CASE STUDY: Making ISO 27001 Simple
ISO 27001 is an international standard that describes best practice for an Information Security Management System (ISMS).
Information security protects your company’s information against the loss of:
- Confidentiality – “protected from unauthorised access”
- Integrity – “Information is accurate, up to date and complete”
- Availability – “information is accessible, especially when it’s needed most”
This is accomplished by identifying the strengths and weaknesses in how information is stored, accessed and kept.
An ISMS is a framework of policies and procedures that include all legal, physical and technical controls involved in in a company’s risk management framework. This is a structured process to identify potential threats to your company and defining a way to minimise the impact of them occurring. In turn, this can reduce the risks of a costly data breach and minimise associated brand and company damage.

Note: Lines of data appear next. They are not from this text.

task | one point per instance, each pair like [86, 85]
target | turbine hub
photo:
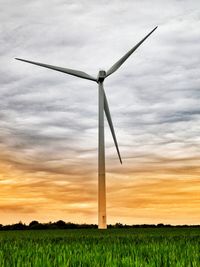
[101, 76]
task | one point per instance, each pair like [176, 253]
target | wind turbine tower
[103, 107]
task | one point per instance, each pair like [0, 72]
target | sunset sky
[48, 120]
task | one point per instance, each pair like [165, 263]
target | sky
[49, 120]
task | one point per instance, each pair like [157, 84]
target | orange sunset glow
[49, 120]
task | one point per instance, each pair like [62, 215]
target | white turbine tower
[103, 107]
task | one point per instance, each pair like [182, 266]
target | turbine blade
[76, 73]
[124, 58]
[108, 116]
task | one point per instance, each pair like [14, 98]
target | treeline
[35, 225]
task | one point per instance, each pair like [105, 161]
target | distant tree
[160, 225]
[18, 226]
[60, 224]
[33, 223]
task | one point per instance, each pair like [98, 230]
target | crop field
[91, 247]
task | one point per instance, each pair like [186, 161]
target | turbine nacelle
[101, 76]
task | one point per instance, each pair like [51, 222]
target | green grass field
[91, 247]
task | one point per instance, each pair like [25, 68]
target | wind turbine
[103, 107]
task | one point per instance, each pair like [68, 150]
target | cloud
[48, 120]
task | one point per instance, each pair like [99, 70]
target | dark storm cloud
[153, 98]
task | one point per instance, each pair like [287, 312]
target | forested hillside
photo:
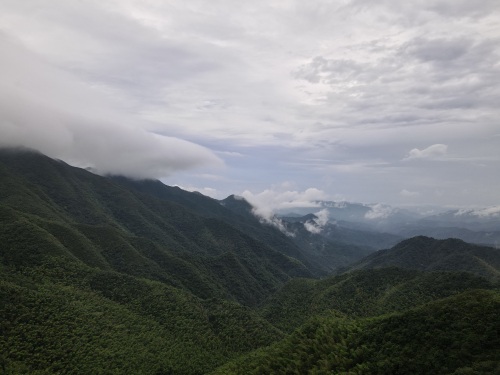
[107, 275]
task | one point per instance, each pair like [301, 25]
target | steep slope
[69, 318]
[232, 211]
[50, 209]
[457, 335]
[424, 253]
[323, 254]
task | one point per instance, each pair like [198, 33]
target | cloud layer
[366, 100]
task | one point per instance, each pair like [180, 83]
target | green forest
[106, 275]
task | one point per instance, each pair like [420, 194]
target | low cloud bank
[50, 110]
[268, 201]
[316, 225]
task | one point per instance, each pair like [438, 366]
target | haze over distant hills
[481, 226]
[105, 274]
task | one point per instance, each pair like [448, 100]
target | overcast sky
[368, 101]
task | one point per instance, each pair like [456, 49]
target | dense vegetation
[457, 335]
[113, 276]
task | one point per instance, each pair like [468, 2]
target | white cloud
[316, 225]
[379, 211]
[436, 151]
[268, 201]
[409, 194]
[326, 94]
[47, 109]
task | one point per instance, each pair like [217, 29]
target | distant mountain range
[112, 275]
[481, 226]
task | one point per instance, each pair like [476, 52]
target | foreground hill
[106, 275]
[457, 335]
[363, 293]
[424, 253]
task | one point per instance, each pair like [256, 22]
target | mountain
[429, 254]
[363, 293]
[455, 335]
[321, 254]
[479, 226]
[104, 274]
[48, 209]
[337, 232]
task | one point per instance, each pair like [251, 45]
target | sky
[282, 102]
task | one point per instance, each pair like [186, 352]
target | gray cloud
[321, 93]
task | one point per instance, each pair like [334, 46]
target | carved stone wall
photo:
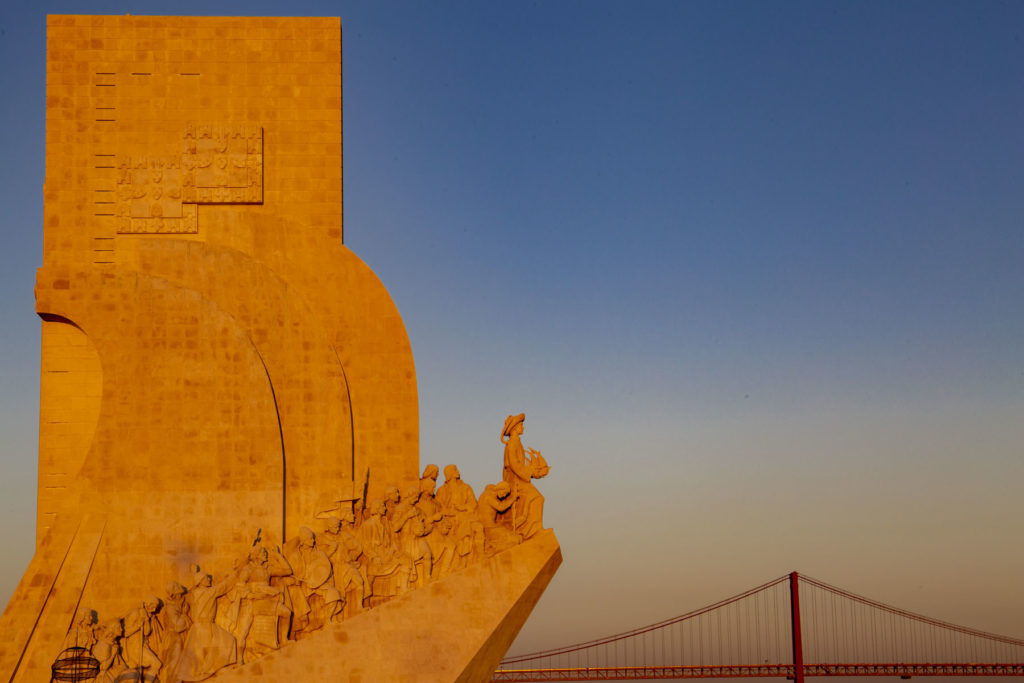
[239, 363]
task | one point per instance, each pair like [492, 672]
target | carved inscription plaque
[218, 165]
[223, 164]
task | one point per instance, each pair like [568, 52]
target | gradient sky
[754, 270]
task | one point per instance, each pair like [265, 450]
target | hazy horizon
[753, 270]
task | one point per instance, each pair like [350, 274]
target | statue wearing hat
[524, 517]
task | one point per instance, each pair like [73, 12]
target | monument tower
[214, 359]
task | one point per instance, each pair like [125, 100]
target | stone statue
[174, 622]
[279, 594]
[208, 647]
[83, 632]
[524, 516]
[411, 527]
[141, 634]
[496, 500]
[383, 556]
[348, 572]
[108, 651]
[459, 506]
[254, 600]
[315, 601]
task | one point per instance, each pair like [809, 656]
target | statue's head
[333, 524]
[87, 616]
[513, 426]
[427, 485]
[259, 555]
[152, 604]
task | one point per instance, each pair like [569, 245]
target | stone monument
[228, 407]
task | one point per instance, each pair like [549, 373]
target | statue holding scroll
[524, 516]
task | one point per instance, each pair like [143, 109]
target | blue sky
[752, 269]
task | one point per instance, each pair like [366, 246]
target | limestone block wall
[214, 359]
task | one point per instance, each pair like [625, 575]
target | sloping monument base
[457, 629]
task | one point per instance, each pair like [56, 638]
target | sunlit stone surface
[218, 367]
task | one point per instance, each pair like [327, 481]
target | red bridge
[792, 627]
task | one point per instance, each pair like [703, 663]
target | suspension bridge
[792, 627]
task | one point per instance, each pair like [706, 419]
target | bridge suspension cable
[758, 633]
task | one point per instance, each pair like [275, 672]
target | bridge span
[792, 627]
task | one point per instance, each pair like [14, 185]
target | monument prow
[228, 444]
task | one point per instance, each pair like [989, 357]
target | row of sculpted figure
[367, 553]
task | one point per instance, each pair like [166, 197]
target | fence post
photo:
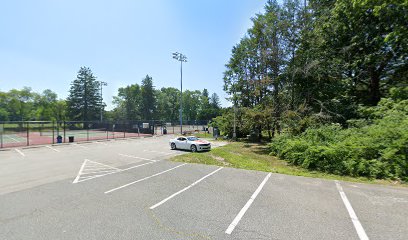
[28, 134]
[1, 136]
[53, 128]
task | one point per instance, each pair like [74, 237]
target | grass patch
[256, 157]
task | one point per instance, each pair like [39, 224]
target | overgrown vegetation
[255, 156]
[374, 146]
[325, 81]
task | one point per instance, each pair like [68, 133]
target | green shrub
[374, 147]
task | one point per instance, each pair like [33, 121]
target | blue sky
[44, 43]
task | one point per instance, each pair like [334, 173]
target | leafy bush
[374, 147]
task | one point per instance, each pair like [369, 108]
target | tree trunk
[375, 94]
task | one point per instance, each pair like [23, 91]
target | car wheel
[193, 148]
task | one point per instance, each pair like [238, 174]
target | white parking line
[163, 153]
[12, 138]
[52, 148]
[184, 189]
[247, 205]
[130, 156]
[101, 175]
[357, 225]
[78, 145]
[21, 153]
[154, 175]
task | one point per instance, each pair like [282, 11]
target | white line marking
[154, 175]
[163, 153]
[17, 150]
[184, 189]
[76, 144]
[120, 170]
[53, 148]
[102, 164]
[357, 225]
[80, 172]
[130, 156]
[247, 205]
[12, 138]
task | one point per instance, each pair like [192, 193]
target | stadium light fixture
[181, 58]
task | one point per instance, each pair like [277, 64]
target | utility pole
[182, 58]
[101, 84]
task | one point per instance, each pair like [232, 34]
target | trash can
[216, 132]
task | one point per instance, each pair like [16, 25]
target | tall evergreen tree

Benefits of gaining ISO 27001 certification include:
- A management system to better manage security risks;
- Clarity when you, your employees, or anyone else is handling and sharing information;
- Better availability and access to information;
- Competitive advantage through assurance to new and existing customers;
- Helping your company meet Data Protection and GDPR requirements;
- Providing assurance to customers and suppliers when dealing with information and keeping it secure.
How CQR helped a global company achieve ISO 27001
CQR have helped a diverse range of companies achieve certification to ISO27001, both locally and internationally. Our clients range from small/medium independent businesses, to large multinational and global corporations.
Our client wanted to certify to the ISO27001 standard to demonstrate their safe and secure methods of handling sensitive information. As an information solutions company, and due to the services they provide, they were highly conscious of the information they hold (e.g. health data), the critical nature of it and its privacy. They felt certification was the best way to validate their level of commitment.
As a significant global company they wanted to narrow their ISMS to a critical division to begin with. This covered multiple countries and a large number of employees, but allowed them to focus on the areas where their own clients were driving them for clarification and reassurance on how they were using data.
We worked closely with the division, other departments, and the cyber security team to understand their requirements and needs.
After reviewing existing documentation, we held interviews and workshops with team leaders and management to identify what information they had, and classified it according to its value and sensitivity.
Once we understood what information was held and its value, we performed risk assessments to establish the threats to their information and the impact to the company if there was a breach or incident. Once we had the results of this, we then provided guidance and recommendations for improving their security and how to close these gaps. We developed a list of actions, some of which were as simple as updating policies and procedures, or creating new ones that didn’t exist yet.
On account of the information they handled, we further aligned the ISMS with controls for HIPAA (Health Insurance Portability and Accountability Act), ISO 27017 (information security controls for cloud services) and ISO 27018 (PII in public clouds).
The division’s reliance on other supporting functions and being a part of a much larger company meant that they had limited control over some processes. Shared services (e.g. IT and HR) were able to solve more complex solutions so we created Operation Level Agreements (OLA) internally to confirm who was responsible for which processes.
We made sure all employees within the division were told about the project from the start, and were kept up to date with our progress, and what was happening in the background. They didn’t need to know much about the ins and outs, but it gave them context for the implementation and how it could affect them.
Once most of the ISMS was in place, we helped design and deliver an on-going training and awareness program for everyone. This helped them to know what was required from them and how to comply with new policies and procedures.
We helped complete applications for certification bodies and created a breakdown of pricing, timing and effort involved for each. This helped them decide on who they wanted to use for the certification audit process. We were present during the external audits, providing guidance and feedback throughout.
The Outcome: Successful certification and assurance in their systems
The engagement and commitment from our client resulted in a successful implementation. They gained certification to the ISO 27001 standard in May 2020.
This is the first step in their journey for information security. They effectively demonstrated that they have developed a good, working management system and have taken on board the importance of managing information security, and how to handle data to protect it.
The ISMS will need to be managed and maintained, driving further maturity and ongoing continual improvement for ongoing audits in order to maintain certification.
At CQR, we aim to create an effective ISMS that integrates into “business as usual” activities. Our objective is to own as much of the “doing” while building the management system, as well as educating our clients during each step in the process. This ensures that ownership and skills are embedded within the business, so it can achieve a system that can both be understood and managed independently.
We want our clients to have confidence and assurance in their own systems and understand that the journey doesn’t need to be complicated or time consuming. If approached the right way with the right resources, ISO 27001 certification doesn’t need to be a lengthy or expensive process. It’s all about having the right resources: people, process and technology.